And then we have an understanding
of how people move across different places
when they are checking in and providing this information.
We have models that allow us to map any GPS coordinate to the place
that the people are in with high certainty factoring in all the error and noise within
the GPS signals as well. In the late 2010s, Foursquare did a pivot to enterprise and starts with two primary data products, places and visits. And then we did a
bunch of acquisitions, notable one, Factual placed and unfolded and Factual brought in a large data
set of places like Foursquare had this places data set created by humans, factual providers,
like places from digital sources,
like websites and other providers.
So it was a good blend of that product.
Unfolded is a visualization product that helps visualize
and analyze large scale geospatial data sets.

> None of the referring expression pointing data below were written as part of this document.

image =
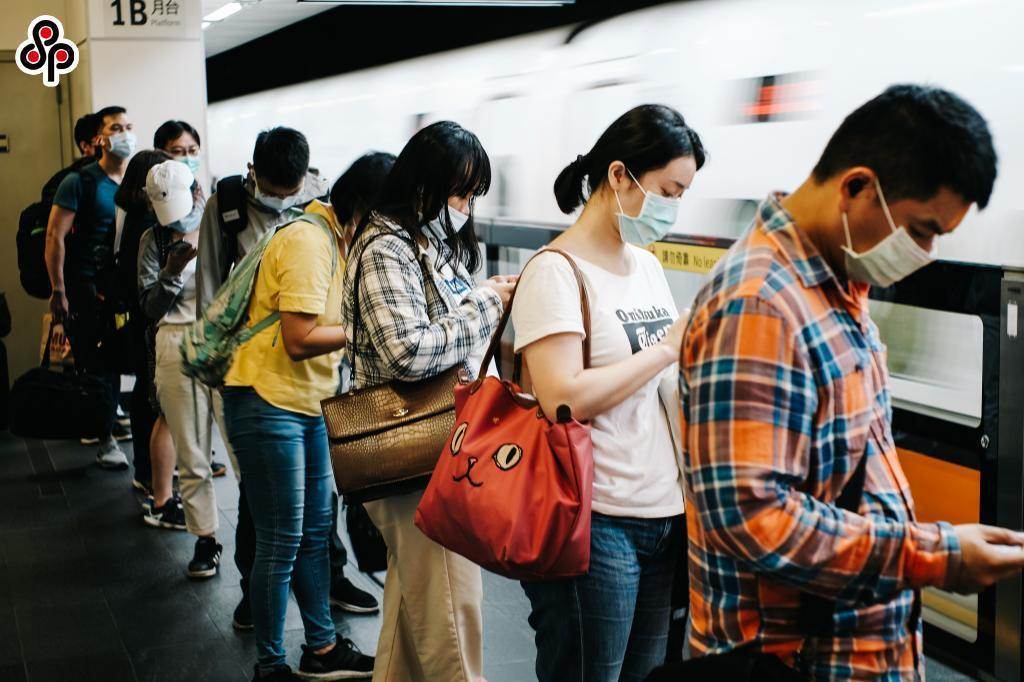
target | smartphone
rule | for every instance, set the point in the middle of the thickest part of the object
(180, 246)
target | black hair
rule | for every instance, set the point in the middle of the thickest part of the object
(440, 161)
(170, 131)
(354, 190)
(644, 138)
(131, 193)
(109, 111)
(916, 139)
(86, 128)
(282, 156)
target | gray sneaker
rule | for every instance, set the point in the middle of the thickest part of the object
(112, 457)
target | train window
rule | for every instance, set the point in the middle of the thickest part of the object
(935, 360)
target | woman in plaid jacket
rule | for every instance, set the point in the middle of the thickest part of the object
(412, 310)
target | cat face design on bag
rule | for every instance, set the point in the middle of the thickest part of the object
(506, 457)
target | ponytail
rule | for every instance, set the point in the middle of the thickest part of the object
(644, 138)
(568, 185)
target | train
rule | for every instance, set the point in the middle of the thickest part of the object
(765, 83)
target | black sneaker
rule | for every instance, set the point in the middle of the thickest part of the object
(349, 598)
(206, 560)
(344, 662)
(121, 432)
(280, 675)
(171, 515)
(141, 486)
(243, 619)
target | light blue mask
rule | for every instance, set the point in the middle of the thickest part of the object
(279, 204)
(656, 218)
(123, 144)
(192, 162)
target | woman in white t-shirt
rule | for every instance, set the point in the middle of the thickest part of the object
(612, 623)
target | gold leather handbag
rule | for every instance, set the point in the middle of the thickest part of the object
(385, 439)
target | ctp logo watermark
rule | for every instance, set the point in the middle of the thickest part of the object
(47, 51)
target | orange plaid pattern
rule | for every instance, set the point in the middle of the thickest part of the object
(784, 388)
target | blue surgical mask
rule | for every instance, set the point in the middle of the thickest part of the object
(123, 143)
(656, 218)
(192, 162)
(189, 223)
(278, 204)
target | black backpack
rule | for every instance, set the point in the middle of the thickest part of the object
(232, 216)
(32, 229)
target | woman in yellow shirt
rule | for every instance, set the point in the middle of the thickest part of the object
(271, 410)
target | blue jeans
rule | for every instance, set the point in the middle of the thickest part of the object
(611, 624)
(286, 470)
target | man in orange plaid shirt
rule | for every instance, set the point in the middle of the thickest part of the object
(785, 396)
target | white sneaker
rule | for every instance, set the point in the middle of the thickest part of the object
(112, 457)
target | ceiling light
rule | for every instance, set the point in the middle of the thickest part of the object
(449, 3)
(222, 12)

Placed augmented our business.
We have a business line. We have a marketers business line focused on
providing attribution. What it means is like when you run an ad campaign and you want to understand
whether people actually ended up going to the store. So Foursquare leverages its movement data
and provides these metrics so that people can optimize like people spending on ad campaigns
can optimize their spend on whether the ad is successful versus not so that's where Foursquare
is today great thanks thanks for the intro and interesting that you uh specifically mentioned
attribution because that's something that caught my attention uh one of the reasons being that
i was actually curious I mean
I've been covering the the broader data and analytic space for a while and one
of the topics that I actually remember because I've done a few was precisely
that attribution and specifically attribution for radio commercials
because it's not something that people who are not familiar I was also not
familiar with that I was like okay so how can you possibly know the real effect of your radio commercial and whether that drives
people to do something or not and it turns out that you can do it and actually location data is
and it plays an important part in that yeah so yeah you've already started painting a picture
that has lots of data and actually lots of different data.

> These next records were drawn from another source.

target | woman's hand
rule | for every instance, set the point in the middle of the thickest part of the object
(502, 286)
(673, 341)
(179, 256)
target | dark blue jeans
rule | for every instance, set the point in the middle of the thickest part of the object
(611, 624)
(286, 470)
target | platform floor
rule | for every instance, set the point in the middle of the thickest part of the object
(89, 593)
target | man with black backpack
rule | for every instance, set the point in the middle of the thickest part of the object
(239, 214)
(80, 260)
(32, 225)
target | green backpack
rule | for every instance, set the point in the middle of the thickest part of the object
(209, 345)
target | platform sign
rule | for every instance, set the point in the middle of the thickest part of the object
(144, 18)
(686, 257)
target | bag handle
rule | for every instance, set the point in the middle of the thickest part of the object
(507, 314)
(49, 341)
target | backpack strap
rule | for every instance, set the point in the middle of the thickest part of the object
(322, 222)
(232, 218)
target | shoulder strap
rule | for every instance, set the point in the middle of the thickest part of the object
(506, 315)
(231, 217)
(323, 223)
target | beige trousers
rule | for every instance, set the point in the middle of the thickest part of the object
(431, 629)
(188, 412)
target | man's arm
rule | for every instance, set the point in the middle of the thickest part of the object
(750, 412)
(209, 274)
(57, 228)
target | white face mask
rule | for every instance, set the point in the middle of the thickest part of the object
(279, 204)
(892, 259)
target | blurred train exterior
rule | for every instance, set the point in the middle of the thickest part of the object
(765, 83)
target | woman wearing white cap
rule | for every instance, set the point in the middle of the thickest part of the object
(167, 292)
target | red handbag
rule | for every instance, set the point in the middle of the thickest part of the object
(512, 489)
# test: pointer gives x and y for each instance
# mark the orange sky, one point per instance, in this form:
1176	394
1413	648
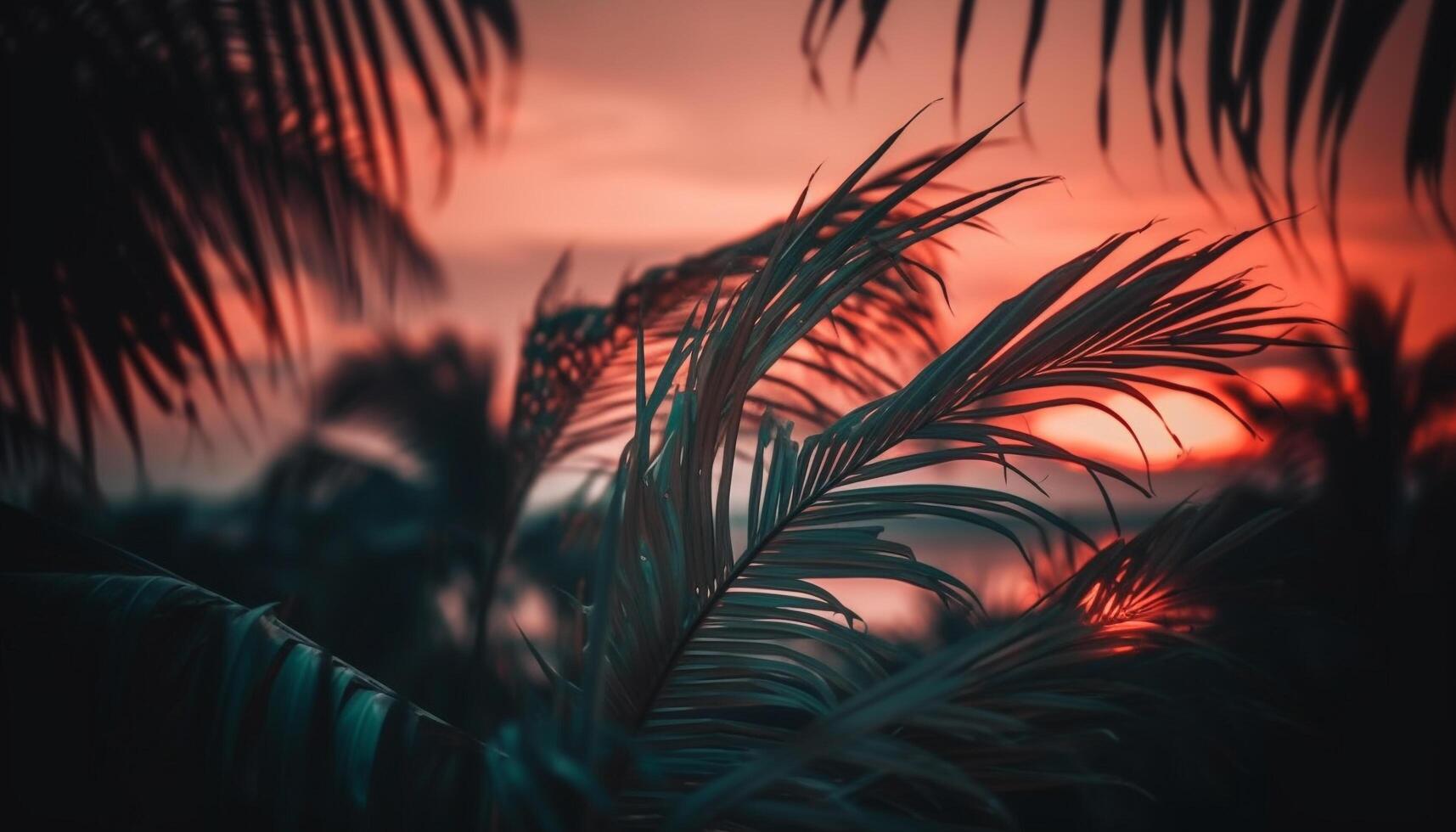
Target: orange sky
653	128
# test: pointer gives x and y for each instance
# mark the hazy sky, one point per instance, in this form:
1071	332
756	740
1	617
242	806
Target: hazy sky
651	128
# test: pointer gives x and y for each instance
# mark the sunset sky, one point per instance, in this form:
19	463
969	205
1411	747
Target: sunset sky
651	128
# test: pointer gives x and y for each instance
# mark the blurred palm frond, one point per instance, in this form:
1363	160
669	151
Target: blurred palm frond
172	168
1241	37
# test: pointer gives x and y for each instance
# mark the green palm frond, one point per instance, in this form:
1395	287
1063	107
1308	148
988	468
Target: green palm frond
1241	36
171	162
574	385
706	644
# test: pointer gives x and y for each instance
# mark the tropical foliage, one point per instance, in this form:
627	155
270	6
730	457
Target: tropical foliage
169	165
1343	40
704	673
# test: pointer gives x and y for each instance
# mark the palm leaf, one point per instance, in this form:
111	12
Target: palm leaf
1234	87
165	156
704	644
574	384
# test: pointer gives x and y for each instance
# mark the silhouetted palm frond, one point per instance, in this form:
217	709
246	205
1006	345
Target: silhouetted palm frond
165	162
731	661
1344	40
708	677
574	385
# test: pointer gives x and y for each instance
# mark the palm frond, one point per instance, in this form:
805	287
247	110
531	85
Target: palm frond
1240	41
704	644
574	384
166	162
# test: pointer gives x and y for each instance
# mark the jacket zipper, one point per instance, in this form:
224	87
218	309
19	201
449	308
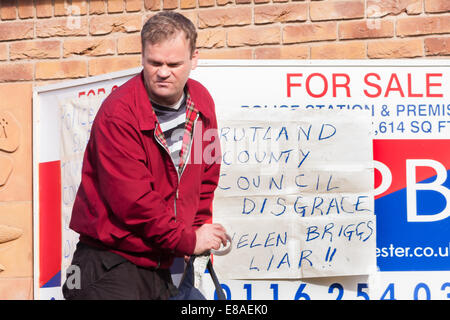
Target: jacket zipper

You mentioned acquisitions, for example.
That's a typical scenario through which you end up with lots of data sources that aren't necessarily integrated and actually are also hard to integrate.
So maybe that already paves the way towards what you're actually announcing tomorrow. So the Foursquare graph.
Would you like to kind of briefly talk about what kind of data does Foursquare deal with and what
kind of data infrastructure do you have in place for that? So for example, when those acquisitions
were brought in-house, how did you manage that data integration that you had to do?
Yeah, I think the four-square graph is an outcome of a series of observations solving specific pain points within our company and also how customers were using our data,
how much time they were spending before they were able to extract insights
for their business specific use case.
So to talk about the use cases, because we had our stack in general, we had data coming
in from three different positions.
Like if you take the Places data, our Foursquare stack was primarily an online stack which was based off of Scala web services and MongoDB
and we had an offline stack that was primarily an S3 based data lake with a hive metastore
right like in all of our pipelines and then Airflow and Luigi and we were heavy users of Spark and EMR. So, and then we brought in the factual pipeline,
factual integration where we got in a lot of data
and then that also used a lot of Spark and EMR,
but had a completely different kinds of principles
because of the kind of data they were dealing with, right?
Like for instance, actual focus primarily on offline data, so like digital sources rather than online sources like
human data generated by Foursquare. We went through a series of evolutions in terms of series
of steps and incremental lessons and finally converged some of these places data sets.
But the broader problem we had was like,
you have the places data set
that was in one vertical stack serving a places product.
We had the visits data set that we are generating,
which has a loose dependency on places
because you need places to snap to a location.
And it was in a separate vertical stack. And as a result, and this was one of the first symptoms that led to this whole
whole evolution and the thought process is that we have to launch this attribute called census block,
which is what is the census block where this place is,
or where is the census block where this visit is captured,
or something like that.
To add that, we had to do, because these stacks were
very siloed with different technologies and all that,
we had to do two times the work in terms of
making that and there were two key things one was we had to because these were built as vertical
products whatever is the internal data model also reflects the external data model for like if i
need to add a census block i need need to actually change the places data.
So the key lessons and similarly on the visits side.
So the key lessons that we got out of this exercise was that one, we need more composability.
Like something like the census block should not require us to change the places stack or the visits stack. It should be more dynamic because it's all it is derived from the lat long associated with place or the
visit and we should be able to compose products so the whole notion of composability came into play
in terms of how we are structuring this then the other part is if i come from a very service
background so in services you have interfaces and apis In the data world, we haven't been as disciplined about APIs or interfaces in general.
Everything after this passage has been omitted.